Before the pandemic, Nancy Vorkink Machin and Mel La Rue, residents at Cherry Creek Retirement Village in Aurora, Colorado, would sit in the dining hall, sharing stories of overseas travels, wildlife and a passion for conservation. Mel had been a volunteer at the Denver Zoo for years and had visited the wildlife in Africa. Nancy had lived and taught in Africa, been a U.S. Peace Corps volunteer and got an advanced degree in social ecology in Nigeria.
In the early 1970s, Nancy went on a safari to Uganda and wrote about that experience in several books and poems. Today, Nancy is a published author of 12 books that can be found on Amazon and Kindle. She recently heard about two Northern white rhinos living in the wild in Kenya and wanted to do some research on them. The two female rhinos, Najin and Fatu, were on the brink of extinction. Getting her hands on an old iPhone, Nancy opened an Instagram account to follow news from the Ol Pejeta Conservancy about the rhinos. She also saw many tweets from Najin and Fatu’s keepers, as well as breeders in Berlin and rhino owners in the Czech Republic, quoting distinguished naturalists like Jane Goodall and Sir David Attenborough. A call to arms had been issued.

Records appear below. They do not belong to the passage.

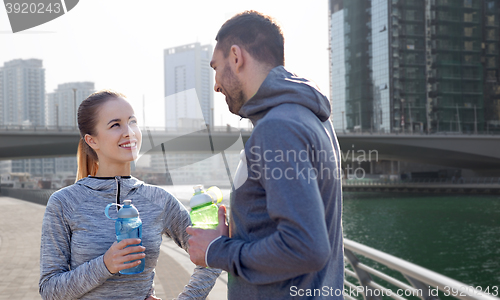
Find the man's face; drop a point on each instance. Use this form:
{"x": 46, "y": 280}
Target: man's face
{"x": 226, "y": 81}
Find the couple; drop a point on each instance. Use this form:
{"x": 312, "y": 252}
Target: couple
{"x": 284, "y": 239}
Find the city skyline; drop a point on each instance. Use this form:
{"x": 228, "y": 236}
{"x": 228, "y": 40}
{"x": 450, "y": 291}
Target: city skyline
{"x": 416, "y": 66}
{"x": 123, "y": 50}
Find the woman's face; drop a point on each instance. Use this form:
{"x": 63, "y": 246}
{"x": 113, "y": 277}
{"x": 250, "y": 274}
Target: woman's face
{"x": 118, "y": 136}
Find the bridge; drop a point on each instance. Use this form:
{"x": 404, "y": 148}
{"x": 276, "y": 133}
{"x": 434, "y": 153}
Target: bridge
{"x": 475, "y": 152}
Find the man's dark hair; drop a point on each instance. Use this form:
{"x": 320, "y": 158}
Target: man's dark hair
{"x": 258, "y": 34}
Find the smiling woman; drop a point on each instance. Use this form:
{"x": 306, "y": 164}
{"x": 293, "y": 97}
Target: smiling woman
{"x": 107, "y": 127}
{"x": 79, "y": 255}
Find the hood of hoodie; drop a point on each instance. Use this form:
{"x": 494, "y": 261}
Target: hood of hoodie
{"x": 282, "y": 86}
{"x": 119, "y": 186}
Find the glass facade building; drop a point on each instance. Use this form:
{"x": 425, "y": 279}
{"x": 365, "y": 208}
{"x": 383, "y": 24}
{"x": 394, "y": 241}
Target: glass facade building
{"x": 418, "y": 65}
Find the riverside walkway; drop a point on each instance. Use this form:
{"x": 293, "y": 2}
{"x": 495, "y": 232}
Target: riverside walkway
{"x": 21, "y": 225}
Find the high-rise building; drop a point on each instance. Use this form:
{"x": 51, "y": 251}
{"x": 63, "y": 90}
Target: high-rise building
{"x": 22, "y": 102}
{"x": 63, "y": 103}
{"x": 187, "y": 67}
{"x": 417, "y": 65}
{"x": 22, "y": 92}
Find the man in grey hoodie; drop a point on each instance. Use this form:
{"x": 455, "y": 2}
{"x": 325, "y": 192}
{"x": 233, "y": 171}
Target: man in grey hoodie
{"x": 285, "y": 234}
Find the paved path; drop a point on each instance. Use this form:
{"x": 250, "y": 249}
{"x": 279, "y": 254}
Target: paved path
{"x": 21, "y": 224}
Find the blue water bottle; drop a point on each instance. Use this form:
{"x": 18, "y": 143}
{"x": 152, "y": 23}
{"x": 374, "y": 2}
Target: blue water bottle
{"x": 128, "y": 226}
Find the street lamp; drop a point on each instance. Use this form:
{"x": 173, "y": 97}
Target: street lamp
{"x": 343, "y": 130}
{"x": 74, "y": 105}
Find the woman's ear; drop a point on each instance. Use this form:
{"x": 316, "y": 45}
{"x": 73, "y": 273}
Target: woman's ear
{"x": 91, "y": 142}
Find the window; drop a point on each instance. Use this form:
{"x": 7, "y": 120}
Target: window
{"x": 492, "y": 75}
{"x": 468, "y": 46}
{"x": 469, "y": 59}
{"x": 491, "y": 48}
{"x": 491, "y": 34}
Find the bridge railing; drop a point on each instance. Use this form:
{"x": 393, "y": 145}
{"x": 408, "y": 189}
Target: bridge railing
{"x": 359, "y": 276}
{"x": 420, "y": 181}
{"x": 416, "y": 133}
{"x": 235, "y": 129}
{"x": 421, "y": 282}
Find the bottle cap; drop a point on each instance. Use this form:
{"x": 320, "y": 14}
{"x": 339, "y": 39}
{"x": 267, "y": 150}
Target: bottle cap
{"x": 199, "y": 197}
{"x": 128, "y": 210}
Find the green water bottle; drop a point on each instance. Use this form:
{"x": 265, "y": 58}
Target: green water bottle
{"x": 204, "y": 211}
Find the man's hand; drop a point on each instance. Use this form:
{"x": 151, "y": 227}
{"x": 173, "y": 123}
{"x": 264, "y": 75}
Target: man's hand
{"x": 201, "y": 238}
{"x": 118, "y": 254}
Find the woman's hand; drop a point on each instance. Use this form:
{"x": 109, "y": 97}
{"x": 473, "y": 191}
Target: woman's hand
{"x": 117, "y": 254}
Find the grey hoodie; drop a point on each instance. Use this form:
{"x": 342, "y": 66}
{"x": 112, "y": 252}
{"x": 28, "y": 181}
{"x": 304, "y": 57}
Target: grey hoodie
{"x": 286, "y": 219}
{"x": 76, "y": 234}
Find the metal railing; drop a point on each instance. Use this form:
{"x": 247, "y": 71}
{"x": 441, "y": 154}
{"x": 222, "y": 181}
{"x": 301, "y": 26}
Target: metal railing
{"x": 143, "y": 128}
{"x": 420, "y": 280}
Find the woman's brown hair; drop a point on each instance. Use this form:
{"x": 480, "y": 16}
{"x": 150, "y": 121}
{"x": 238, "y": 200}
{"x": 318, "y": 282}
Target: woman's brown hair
{"x": 87, "y": 120}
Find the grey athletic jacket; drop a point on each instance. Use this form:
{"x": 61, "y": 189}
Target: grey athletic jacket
{"x": 76, "y": 234}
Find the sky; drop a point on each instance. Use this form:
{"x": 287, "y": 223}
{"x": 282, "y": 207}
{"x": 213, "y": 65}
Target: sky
{"x": 119, "y": 44}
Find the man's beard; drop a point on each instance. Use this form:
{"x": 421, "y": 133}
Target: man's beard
{"x": 233, "y": 90}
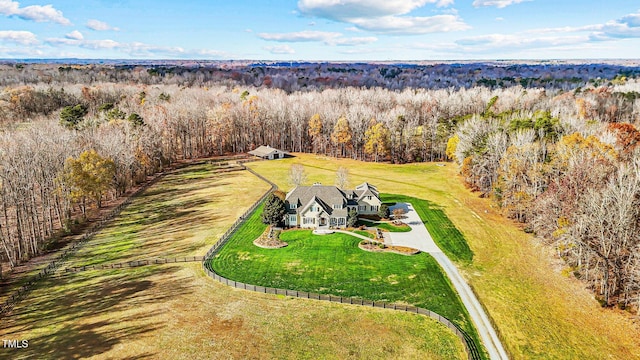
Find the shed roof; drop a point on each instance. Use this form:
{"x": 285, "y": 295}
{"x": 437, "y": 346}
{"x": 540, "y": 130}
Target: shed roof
{"x": 265, "y": 150}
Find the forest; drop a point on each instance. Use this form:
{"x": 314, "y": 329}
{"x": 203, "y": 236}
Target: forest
{"x": 562, "y": 159}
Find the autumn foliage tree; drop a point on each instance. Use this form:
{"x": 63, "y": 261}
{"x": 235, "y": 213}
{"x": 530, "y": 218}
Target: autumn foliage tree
{"x": 341, "y": 135}
{"x": 377, "y": 140}
{"x": 89, "y": 176}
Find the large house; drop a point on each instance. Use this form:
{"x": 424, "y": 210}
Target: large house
{"x": 268, "y": 153}
{"x": 327, "y": 206}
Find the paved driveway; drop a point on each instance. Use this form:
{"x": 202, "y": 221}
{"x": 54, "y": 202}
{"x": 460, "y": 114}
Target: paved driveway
{"x": 419, "y": 238}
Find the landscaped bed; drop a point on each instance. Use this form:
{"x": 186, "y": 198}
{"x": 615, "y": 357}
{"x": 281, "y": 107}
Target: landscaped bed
{"x": 384, "y": 225}
{"x": 334, "y": 264}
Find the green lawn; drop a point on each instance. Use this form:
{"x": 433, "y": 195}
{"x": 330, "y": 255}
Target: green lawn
{"x": 333, "y": 264}
{"x": 383, "y": 226}
{"x": 443, "y": 232}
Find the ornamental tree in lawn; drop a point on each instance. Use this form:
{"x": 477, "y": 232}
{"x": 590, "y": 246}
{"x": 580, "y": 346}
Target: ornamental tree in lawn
{"x": 273, "y": 211}
{"x": 384, "y": 211}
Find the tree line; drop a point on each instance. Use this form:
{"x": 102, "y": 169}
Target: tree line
{"x": 548, "y": 158}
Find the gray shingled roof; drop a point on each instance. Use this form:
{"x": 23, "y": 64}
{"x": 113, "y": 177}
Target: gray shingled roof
{"x": 327, "y": 196}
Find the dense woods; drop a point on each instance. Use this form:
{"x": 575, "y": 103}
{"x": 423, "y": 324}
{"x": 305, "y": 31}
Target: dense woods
{"x": 564, "y": 162}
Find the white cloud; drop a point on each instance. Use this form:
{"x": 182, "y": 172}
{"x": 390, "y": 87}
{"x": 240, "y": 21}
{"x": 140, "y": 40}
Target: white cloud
{"x": 74, "y": 35}
{"x": 98, "y": 25}
{"x": 384, "y": 16}
{"x": 328, "y": 38}
{"x": 497, "y": 3}
{"x": 626, "y": 27}
{"x": 37, "y": 13}
{"x": 18, "y": 37}
{"x": 136, "y": 49}
{"x": 344, "y": 10}
{"x": 280, "y": 49}
{"x": 300, "y": 36}
{"x": 352, "y": 41}
{"x": 412, "y": 25}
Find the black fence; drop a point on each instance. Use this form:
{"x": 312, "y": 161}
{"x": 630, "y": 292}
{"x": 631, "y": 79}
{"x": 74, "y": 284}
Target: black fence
{"x": 470, "y": 345}
{"x": 28, "y": 285}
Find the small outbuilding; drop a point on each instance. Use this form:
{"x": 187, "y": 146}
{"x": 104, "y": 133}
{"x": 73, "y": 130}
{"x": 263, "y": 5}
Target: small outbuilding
{"x": 268, "y": 153}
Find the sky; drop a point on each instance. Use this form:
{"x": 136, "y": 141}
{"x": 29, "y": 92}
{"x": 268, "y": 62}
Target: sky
{"x": 320, "y": 30}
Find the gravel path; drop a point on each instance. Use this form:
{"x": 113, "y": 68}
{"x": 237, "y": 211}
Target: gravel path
{"x": 419, "y": 238}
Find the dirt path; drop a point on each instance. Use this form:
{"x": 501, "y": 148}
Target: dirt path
{"x": 420, "y": 238}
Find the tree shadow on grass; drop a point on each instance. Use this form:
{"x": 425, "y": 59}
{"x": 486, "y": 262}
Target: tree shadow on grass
{"x": 84, "y": 314}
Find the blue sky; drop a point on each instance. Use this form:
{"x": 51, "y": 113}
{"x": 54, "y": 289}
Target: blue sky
{"x": 320, "y": 29}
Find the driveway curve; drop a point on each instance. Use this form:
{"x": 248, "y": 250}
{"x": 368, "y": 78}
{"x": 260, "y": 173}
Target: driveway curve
{"x": 419, "y": 238}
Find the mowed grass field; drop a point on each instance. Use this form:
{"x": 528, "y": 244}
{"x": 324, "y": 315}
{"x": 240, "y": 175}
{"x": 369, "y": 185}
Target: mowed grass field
{"x": 539, "y": 311}
{"x": 176, "y": 312}
{"x": 334, "y": 264}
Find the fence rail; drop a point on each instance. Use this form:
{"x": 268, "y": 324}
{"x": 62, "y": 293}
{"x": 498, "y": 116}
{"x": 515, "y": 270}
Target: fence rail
{"x": 24, "y": 290}
{"x": 470, "y": 345}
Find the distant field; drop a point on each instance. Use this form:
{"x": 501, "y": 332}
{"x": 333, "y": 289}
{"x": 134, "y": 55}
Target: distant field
{"x": 177, "y": 312}
{"x": 539, "y": 312}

Soon, bits and pieces of a book emerged from Nancy’s research, evolving from those chats with Mel to midnight writing sessions on her older computer. After COVID-19 resulted in quarantine, Nancy had plenty of time to write. She faced many technical difficulties, but her determination and passion for the subject matter overcame the obstacles.
“What would the world be like without animals?” Nancy said.
Mel began working on a forward for the book after many discussions with Nancy in that dining hall.
After five months, a first copy of the book was printed and arrived to great joy and enthusiasm in the Cherry Creek Retirement Village library. After finally having the book in their hands, Mel and Nancy decided on a new cover. The rewrites were intensive as the story of finding a surrogate to breed the last two Northern white rhinos was fast-moving. There were many new players and countries involved. It became difficult for Nancy to end the book. However, they pushed through and Last Two in the Wild was officially published. Nancy and Mel were both elated to be part of the effort to save a species on the brink of extinction.
Today, the two rhinos, Najin and Fatu, are stars, producing eggs for more embryos in the hope of expanding the Northern white species.
Last Two in the Wild is available in the Kindle store as well as in paperback form on Amazon. Local libraries to Cherry Creek already carry the book and soon book outlets will as well.